Regional breakdowns of the payments were not available.
Education Workforce acting group manager David McIntosh said the ministry was notified of "a number of school employees who were not paid or underpaid in each pay cycle by the Novopay payroll system.
"These employees have either received payment from the school or the ministry, or have stated that they were prepared to wait until the next pay cycle for their pay to be rectified."
Almost 200 staff were on the opposite end of the scale, and were overpaid more than $300,000.
Of that sum, $175,971 is still in those teachers' bank accounts.
Overpayments are recorded on a debt ledger maintained by Talent2, the company behind Novopay, on a four-week cycle.
The most up-to-date data available is from November 11.
The largest overpayment, paid directly into a staff bank account, was $26,383 in September.
"A data-entry error resulted in a single employee being incorrectly paid for 625 hours' day relief, rather than 90 hours," McIntosh said.
Meanwhile, the longest time any school payroll clark spent on the phone to Novopay was one hour, 28 minutes and 32 seconds, on September 10.
McIntosh said average waiting time on November 30 was two minutes and 44 seconds.
Talent2 employs 24 people in the call centre and a night shift has been added "to ensure timely processing of email queries".
Organising redundancy and final salary payments for McKenzie Residential School staff has been a "shambles".

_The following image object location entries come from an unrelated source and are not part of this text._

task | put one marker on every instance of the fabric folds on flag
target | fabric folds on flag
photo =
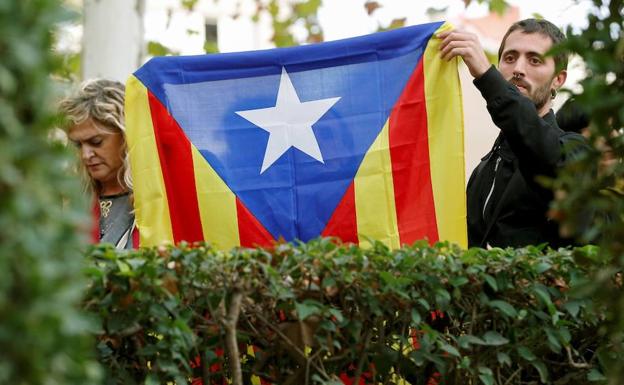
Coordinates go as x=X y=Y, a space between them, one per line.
x=360 y=138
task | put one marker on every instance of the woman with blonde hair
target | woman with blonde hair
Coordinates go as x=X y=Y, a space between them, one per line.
x=95 y=114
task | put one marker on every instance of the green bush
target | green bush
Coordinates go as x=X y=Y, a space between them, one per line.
x=318 y=310
x=44 y=339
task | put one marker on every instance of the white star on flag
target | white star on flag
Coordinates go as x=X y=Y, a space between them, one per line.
x=289 y=123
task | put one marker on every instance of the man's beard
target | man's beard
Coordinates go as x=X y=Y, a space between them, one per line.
x=539 y=96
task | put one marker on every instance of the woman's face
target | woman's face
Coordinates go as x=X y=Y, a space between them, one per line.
x=101 y=152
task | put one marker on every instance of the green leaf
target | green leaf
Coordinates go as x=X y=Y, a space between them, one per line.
x=504 y=307
x=486 y=375
x=450 y=350
x=542 y=267
x=337 y=314
x=307 y=308
x=493 y=338
x=553 y=340
x=542 y=370
x=467 y=339
x=416 y=318
x=491 y=281
x=458 y=281
x=526 y=353
x=503 y=358
x=596 y=375
x=573 y=307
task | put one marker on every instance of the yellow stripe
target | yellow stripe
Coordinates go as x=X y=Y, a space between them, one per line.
x=150 y=197
x=217 y=205
x=446 y=142
x=374 y=195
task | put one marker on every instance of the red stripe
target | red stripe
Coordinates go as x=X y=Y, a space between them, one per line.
x=343 y=223
x=250 y=231
x=411 y=172
x=176 y=161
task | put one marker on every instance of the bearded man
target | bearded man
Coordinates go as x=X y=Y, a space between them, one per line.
x=506 y=204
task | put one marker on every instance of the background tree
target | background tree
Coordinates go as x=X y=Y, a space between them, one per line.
x=43 y=337
x=590 y=193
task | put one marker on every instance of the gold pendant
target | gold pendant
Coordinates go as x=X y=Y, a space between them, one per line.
x=105 y=208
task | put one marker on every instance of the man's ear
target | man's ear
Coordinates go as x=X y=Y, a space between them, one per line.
x=559 y=79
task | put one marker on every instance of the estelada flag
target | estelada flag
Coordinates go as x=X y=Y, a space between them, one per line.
x=359 y=138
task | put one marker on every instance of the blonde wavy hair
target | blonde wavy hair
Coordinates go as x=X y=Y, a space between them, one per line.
x=102 y=101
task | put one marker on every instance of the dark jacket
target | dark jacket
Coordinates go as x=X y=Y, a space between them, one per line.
x=506 y=204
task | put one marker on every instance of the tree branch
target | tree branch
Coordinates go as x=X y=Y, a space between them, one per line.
x=231 y=344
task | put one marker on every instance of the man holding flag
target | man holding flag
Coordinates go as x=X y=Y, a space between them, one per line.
x=506 y=204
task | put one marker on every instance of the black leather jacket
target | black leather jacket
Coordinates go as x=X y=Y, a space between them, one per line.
x=506 y=205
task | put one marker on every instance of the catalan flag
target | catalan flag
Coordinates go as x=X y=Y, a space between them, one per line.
x=360 y=138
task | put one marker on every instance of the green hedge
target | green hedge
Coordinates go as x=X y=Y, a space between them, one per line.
x=44 y=338
x=320 y=310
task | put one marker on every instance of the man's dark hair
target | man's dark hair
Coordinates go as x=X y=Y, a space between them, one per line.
x=572 y=116
x=545 y=28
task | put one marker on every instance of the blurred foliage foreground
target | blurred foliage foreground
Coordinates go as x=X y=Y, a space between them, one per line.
x=327 y=313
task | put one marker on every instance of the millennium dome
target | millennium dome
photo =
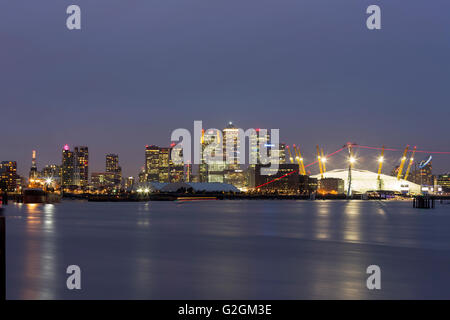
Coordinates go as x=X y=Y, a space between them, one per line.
x=364 y=180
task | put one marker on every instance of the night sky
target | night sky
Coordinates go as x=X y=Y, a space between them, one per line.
x=139 y=69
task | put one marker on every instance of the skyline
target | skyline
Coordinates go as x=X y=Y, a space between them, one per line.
x=366 y=158
x=137 y=71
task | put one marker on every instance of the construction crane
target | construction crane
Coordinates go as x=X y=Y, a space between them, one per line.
x=411 y=160
x=319 y=159
x=351 y=161
x=299 y=160
x=290 y=155
x=324 y=160
x=402 y=163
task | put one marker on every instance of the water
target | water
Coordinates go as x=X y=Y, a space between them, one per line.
x=228 y=250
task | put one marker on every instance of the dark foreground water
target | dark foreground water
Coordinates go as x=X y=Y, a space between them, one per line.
x=228 y=250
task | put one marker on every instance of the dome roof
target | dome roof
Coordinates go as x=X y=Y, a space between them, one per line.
x=364 y=180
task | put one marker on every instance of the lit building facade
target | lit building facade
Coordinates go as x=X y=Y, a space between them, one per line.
x=113 y=170
x=81 y=171
x=157 y=164
x=8 y=176
x=443 y=180
x=68 y=167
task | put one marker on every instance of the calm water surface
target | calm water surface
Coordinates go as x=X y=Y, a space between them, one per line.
x=228 y=250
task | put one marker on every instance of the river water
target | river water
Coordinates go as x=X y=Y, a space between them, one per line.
x=228 y=250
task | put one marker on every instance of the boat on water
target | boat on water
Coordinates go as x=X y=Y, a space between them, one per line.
x=37 y=195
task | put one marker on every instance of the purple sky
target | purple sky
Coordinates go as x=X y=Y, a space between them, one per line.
x=141 y=68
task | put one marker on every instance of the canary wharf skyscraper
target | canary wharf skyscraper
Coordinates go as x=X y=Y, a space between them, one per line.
x=81 y=166
x=67 y=167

Education Minister Hekia Parata announced McKenzie was to close in October, in favour of a wraparound system in which pupils will be supported in mainstream classrooms.
Principal Greg Healy had to battle to ensure each of his staff was not only paid correctly, but that they received redundancy packages.
Healy had just over six weeks - from the closure being announced to the official end of term - to co-ordinate the payroll.
"That's been a shambles," he said.
"It has been really difficult getting redundancy right with the ministry. There are major issues with Novopay."
He did not mind putting in the hours.
"We have got to get it right for the staff.
"The staff have stayed on right through, right through to the end," he said.